Como toda manhã, Daniel foi à academia de musculação. Buscava manter o equilíbrio entre uma mente sã e um corpo sadio, embora seus colegas vivessem a dizer que ele queria mesmo era ficar marombado para ter mais chances no jogo da conquista (acreditava que atrairia olhares das moças se chegasse à academia vestido como um jovem empresário descolado).

Seguindo sua rotina diária, o rapaz malhou forte, ignorando a tremedeira dos braços enquanto enfrentava o supino. Ao terminar a série de exercícios, voltou a se encarar no espelho. Era seu segundo momento Narciso. Notou que os bíceps estavam crescendo e sorriu. O script fluía muitíssimo bem até o momento em que Daniel percebeu que não havia água nos chuveiros da academia. Estava melado de suor e tinha que estar no trabalho às 10h, já que a máquina de bater cartão e sua exigência pontual eram uma constante em sua vida.

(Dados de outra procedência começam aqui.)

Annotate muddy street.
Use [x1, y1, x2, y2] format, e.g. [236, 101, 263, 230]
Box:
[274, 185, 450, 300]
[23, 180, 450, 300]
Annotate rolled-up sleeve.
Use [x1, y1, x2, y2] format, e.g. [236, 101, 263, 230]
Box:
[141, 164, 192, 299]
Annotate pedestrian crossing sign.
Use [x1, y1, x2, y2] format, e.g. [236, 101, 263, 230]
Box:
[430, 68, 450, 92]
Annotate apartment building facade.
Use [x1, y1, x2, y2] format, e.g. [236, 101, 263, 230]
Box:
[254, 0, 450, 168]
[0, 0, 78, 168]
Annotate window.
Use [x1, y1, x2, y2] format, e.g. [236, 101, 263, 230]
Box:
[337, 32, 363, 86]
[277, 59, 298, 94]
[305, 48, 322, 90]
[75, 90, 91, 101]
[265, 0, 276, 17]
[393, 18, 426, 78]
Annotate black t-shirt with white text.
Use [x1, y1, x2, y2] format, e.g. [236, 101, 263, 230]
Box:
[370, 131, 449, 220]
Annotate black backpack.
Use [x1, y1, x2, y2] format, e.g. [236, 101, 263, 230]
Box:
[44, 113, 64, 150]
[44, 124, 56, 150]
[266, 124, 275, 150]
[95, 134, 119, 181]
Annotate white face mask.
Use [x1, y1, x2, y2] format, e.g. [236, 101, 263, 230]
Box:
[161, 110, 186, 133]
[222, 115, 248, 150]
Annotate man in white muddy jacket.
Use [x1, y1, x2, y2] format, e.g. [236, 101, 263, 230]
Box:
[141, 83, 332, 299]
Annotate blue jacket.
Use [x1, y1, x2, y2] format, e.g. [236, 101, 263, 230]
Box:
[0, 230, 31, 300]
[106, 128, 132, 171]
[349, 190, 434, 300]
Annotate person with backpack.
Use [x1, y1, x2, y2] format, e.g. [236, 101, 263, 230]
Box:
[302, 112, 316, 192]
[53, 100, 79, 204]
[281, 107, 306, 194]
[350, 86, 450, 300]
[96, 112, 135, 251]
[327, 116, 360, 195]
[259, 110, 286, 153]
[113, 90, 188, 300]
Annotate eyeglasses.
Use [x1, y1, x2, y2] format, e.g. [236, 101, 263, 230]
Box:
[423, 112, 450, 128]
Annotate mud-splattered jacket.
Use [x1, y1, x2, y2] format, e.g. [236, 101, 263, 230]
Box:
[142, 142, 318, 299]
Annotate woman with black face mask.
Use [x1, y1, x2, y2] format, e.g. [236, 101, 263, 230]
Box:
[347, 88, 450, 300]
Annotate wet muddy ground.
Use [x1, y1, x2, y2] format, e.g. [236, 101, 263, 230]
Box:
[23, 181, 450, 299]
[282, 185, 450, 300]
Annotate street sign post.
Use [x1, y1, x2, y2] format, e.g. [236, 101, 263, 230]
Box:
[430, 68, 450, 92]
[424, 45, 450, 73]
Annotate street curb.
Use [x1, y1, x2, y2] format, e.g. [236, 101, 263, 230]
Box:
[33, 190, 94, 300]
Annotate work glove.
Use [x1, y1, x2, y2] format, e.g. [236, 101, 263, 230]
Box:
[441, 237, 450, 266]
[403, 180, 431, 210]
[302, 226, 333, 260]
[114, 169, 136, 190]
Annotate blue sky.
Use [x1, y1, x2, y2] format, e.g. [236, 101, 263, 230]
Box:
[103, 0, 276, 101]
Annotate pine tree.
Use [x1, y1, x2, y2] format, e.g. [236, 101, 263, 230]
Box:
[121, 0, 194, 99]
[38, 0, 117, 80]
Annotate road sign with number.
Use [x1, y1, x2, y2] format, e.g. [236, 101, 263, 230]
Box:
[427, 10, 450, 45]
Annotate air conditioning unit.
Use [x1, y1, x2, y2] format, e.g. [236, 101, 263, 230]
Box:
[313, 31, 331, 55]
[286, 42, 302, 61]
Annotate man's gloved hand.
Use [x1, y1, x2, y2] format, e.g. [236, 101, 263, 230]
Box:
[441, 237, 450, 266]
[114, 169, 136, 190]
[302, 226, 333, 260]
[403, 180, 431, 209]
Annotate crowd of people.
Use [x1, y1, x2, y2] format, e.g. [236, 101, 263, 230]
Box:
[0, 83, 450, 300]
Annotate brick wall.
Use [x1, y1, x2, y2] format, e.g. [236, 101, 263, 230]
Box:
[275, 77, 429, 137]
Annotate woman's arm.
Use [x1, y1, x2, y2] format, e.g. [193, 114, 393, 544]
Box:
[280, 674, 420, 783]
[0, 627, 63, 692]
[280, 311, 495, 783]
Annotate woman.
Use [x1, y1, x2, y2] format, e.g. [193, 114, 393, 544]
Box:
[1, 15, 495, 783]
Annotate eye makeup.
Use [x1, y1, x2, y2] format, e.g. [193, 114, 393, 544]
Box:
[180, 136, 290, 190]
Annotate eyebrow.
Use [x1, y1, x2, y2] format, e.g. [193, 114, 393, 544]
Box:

Sem recursos, restou-lhe apelar à técnica do banho de gato, muito utilizada nos tempos de molecagem para ludibriar a mãe quando lhe perguntava se já havia se banhado após brincar a tarde toda. Na pia, lavou o rosto e jogou água nos cabelos. Os próximos passos da higienização provisória foram passar o desodorante antitranspirante e pentear o cabelo para trás, substituindo o pente fino pelos dedos. Bem humorado, ignorou o contratempo. O autoconfiante estagiário na área de informática de uma biblioteca municipal estava pronto para trabalhar.


9h33

Dentre tantos ônibus que passavam em frente à sua academia, escolheu o circular 1.73. Foi aí que as coisas começaram a mudar. Simpático, Daniel adentrou o veículo. Político, acenou para o motorista, que suava em bicas com aquele calor e olhou Daniel com desdém. Porém, se a falta de água não mudara o humor do jovem, não seria aquele sujeito infeliz que iria mudar suas convicções. "Ema, ema, ema. Cada qual com seu problema", pensou em silêncio Daniel. Além de mal-humorado, o homem tinha também o pé pesado e pilotava o coletivo de forma deveras irresponsável. "Tu não tá carregando boi, não, motorista", foi a voz que veio do fundo, que se perdeu no ronco irado do motor que funcionava a todo vapor.